Osprey Publishing’s “Essential History” of the Korean War manages to pack a lot of information in less than 150 pages. Written briskly by historian Carter Malkasian, it conveys the essential facts of this conflict without getting bogged down in too much detail, making it an excellent primer for anyone interested in America’s “forgotten” 20th century conflict.
The volume begins by placing the Korean War in the overall context of the early Cold War, noting it was the only conflict of the roughly 50-year struggle between communism and the west where China, the Soviet Union, and the United States engaged in direct combat with each other. Placing the conflict within the beginnings of NATO and the post-World War II struggle for dominance in Asia, the author sets the stage for the North Korean invasion in June 1950.
The description of the actual fighting is covered in just enough detail to give the reader a sense of the up and down operational and tactical movements of the various offensives and counter-offensives while providing the larger strategic adjustment of “winning” a superpower conflict in the nuclear age. The author excellently captures the challenges that World War II American generals faced when they could no longer achieve total victory and had to settle for a war of attrition with the Chinese and North Koreans to bring about a negotiated armistice.
The author does dive into a selected number of tactical actions to give the reader a sense of how these new battles designed to seize key terrain or inflict casualties to further the negotiating position of one side or the other affected the troops caught up in these attritional and seemingly endless tactical skirmishes. These actions are illuminated by well-designed maps and illustrations to give the reader a more intimate view of the soldier’s perspective.
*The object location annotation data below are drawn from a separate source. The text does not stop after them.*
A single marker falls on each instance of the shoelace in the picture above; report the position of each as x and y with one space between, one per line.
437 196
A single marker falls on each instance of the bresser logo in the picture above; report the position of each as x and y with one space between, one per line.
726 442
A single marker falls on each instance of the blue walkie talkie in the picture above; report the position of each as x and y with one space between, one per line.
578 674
Malkasian also manages to cover other effects of the war, including the growing power of Communist China in Asia, the implications on civil rights in America of the accelerated integration of the armed forces begun by President Truman before the war, and the bolstering of American military and foreign policy efforts both in Europe and Asia to mobilize for the Cold War, particularly the strengthening of NATO and the buildup of the American military from its nadir after the end of World War II.
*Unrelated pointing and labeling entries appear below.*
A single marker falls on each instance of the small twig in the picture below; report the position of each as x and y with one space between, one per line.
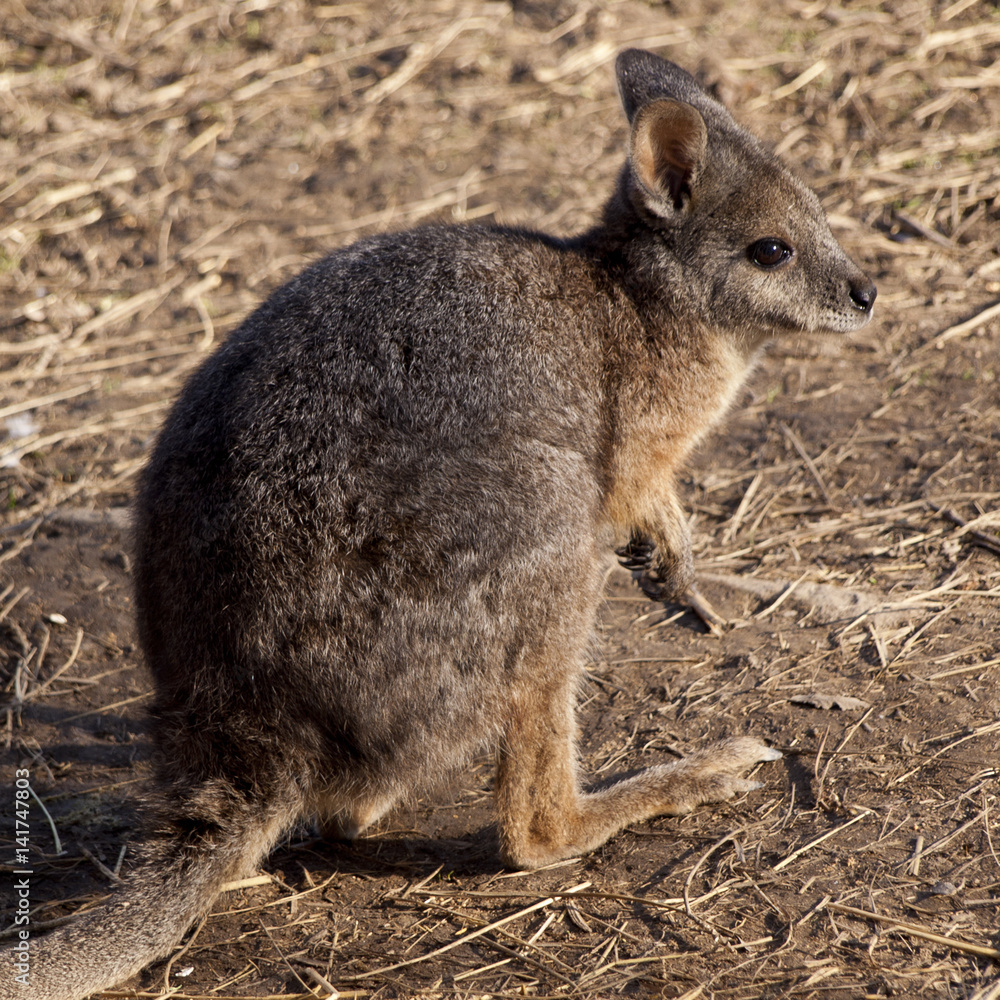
471 936
48 816
101 866
960 329
784 862
810 465
957 944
The rather unsatisfactory armistice that ended the war was brought about not by any military victory, but the sheer exhaustion of all sides after three years of combat, combined with the death of Josef Stalin and the willingness of the Soviet Union to deescalate the war. The Korean War has never been concluded with any formal peace agreement and the armistice is still in effect 70 years later.
A short summary of the long-term effects of the conflict outline how it affected the long-term balance of power in Asia, influenced American military decisions in Asia, including the conflict in Vietnam, and laid the groundwork for the eventual split in the Communist world between China and the Soviet Union.
Overall, this is an excellent introductory volume that definitely lives up to its title as an Essential History for anyone unfamiliar with this conflict.